Edith "Edie" Windsor is the human face behind one of 12 pending lawsuits that challenge the U.S. Defense of Marriage Act (DOMA) in federal court. She's also the first target of the new high-powered private attorney hired by House Republicans to uphold the law.
The New York woman, 81, sued the federal government last year, demanding recognition of her marriage to her late spouse, Thea Spyer, and the same rights and privileges afforded to heterosexual couples. The two exchanged vows in Toronto, Canada, in 2007 after spending 40 years together.
"If you live together for 42 years and you love each other all those years and take care of each other all those years, how could marriage be different? It turns out it's different and you don't know why," Windsor said in a video statement. "It has to do with our dignity altogether, our dignity as human beings."
But after two joyful years officially married -- a union recognized by their home state of New York -- Windsor was effectively slapped in the face by the federal government when Spyer passed away in 2009, she said.
"The federal government taxed what I inherited from Thea as though we were strangers rather than spouses," she said of DOMA, which defines marriage as between a man and a woman, in November. "The law effectively imposes a tax on being gay."
Windsor was forced to pay more than $363,000 in estate taxes, which are not incurred by married heterosexual spouses upon death.

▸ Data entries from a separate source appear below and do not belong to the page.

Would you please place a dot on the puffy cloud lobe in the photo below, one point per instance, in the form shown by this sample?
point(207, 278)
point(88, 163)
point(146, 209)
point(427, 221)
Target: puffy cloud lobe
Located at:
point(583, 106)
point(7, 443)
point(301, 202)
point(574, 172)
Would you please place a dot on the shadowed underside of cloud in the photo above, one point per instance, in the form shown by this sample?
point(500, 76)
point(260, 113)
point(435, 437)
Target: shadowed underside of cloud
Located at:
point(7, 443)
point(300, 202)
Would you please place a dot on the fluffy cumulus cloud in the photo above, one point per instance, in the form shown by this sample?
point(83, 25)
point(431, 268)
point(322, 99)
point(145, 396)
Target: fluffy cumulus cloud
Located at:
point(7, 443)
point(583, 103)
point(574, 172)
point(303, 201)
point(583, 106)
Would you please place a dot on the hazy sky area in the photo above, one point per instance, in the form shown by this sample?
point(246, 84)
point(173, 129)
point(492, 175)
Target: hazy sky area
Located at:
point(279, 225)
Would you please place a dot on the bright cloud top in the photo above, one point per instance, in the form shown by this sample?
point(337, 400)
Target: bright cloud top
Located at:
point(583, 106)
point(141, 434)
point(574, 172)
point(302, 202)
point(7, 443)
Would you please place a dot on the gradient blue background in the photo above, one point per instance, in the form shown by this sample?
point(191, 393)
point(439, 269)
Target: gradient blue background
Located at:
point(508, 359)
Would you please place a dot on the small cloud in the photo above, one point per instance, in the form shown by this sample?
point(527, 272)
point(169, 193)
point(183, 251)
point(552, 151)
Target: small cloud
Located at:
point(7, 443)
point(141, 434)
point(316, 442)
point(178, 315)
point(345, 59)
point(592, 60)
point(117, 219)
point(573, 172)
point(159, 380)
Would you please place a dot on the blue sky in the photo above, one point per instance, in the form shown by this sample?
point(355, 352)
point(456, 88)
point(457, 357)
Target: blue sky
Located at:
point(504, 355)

The Obama administration said in February that it would no longer defend the 1996 act in the Windsor case and 11 others. Attorney General Eric Holder said the Justice Department concluded laws that treat gays and lesbians differently deserve a heightened form of legal scrutiny, which, in turn, would result in finding the law unconstitutional.
House Republicans, however, have argued the Marriage Act deserves a rigorous defense in court and that judges should ultimately decide on its constitutionality. House Speaker John Boehner of Ohio Monday named Paul D. Clement, the former solicitor general for President George W. Bush, to mount a defense of the statute because administration lawyers have stepped aside.
Social conservatives, who have long complained that the administration has not adequately defended DOMA, applauded the effort as a commitment to holding the line against same-sex marriage.
But the Windsor case also appears to put Republicans in an awkward position on taxes, with Clement essentially arguing to uphold the estate tax on a married couple. Boehner has said "it is fundamentally wrong for Americans who are taxed almost every waking moment to also be taxed upon their death."
A new CNN/Opinion Research poll released today found for the first time that a majority of Americans now favor legal recognition of same-sex marriage, with support strongest among people under 50 and among women.
DOMA Case Centers on Taxes
"I am very disappointed that the House of Representatives has decided to intervene in my case in order to try to prevent me from obtaining a refund of the $363,000 in estate taxes that I should never have had to pay in the first place," Windsor said in a statement.
Clement and two other attorneys at King & Spaulding filed a motion late Monday to intervene in the Windsor case, which is pending in a federal court in New York.
The motion was filed with the purpose of defending the constitutionality of Section III of DOMA "from attack on the ground that it violates the equal protection component of the Fifth Amendment Due Process Clause."
"This action by the House will ensure that this law's constitutionality is decided by the courts, rather than by the president unilaterally," Boehner said in a statement last month announcing the appointment of congressional lawyers to take the case when Justice Department lawyers stepped aside.
DOMA, which was passed by a Republican House and Senate and signed into law by Democratic President Bill Clinton in 1996, also denies same-sex couples certain Social Security benefits and other rights afforded to married straight couples.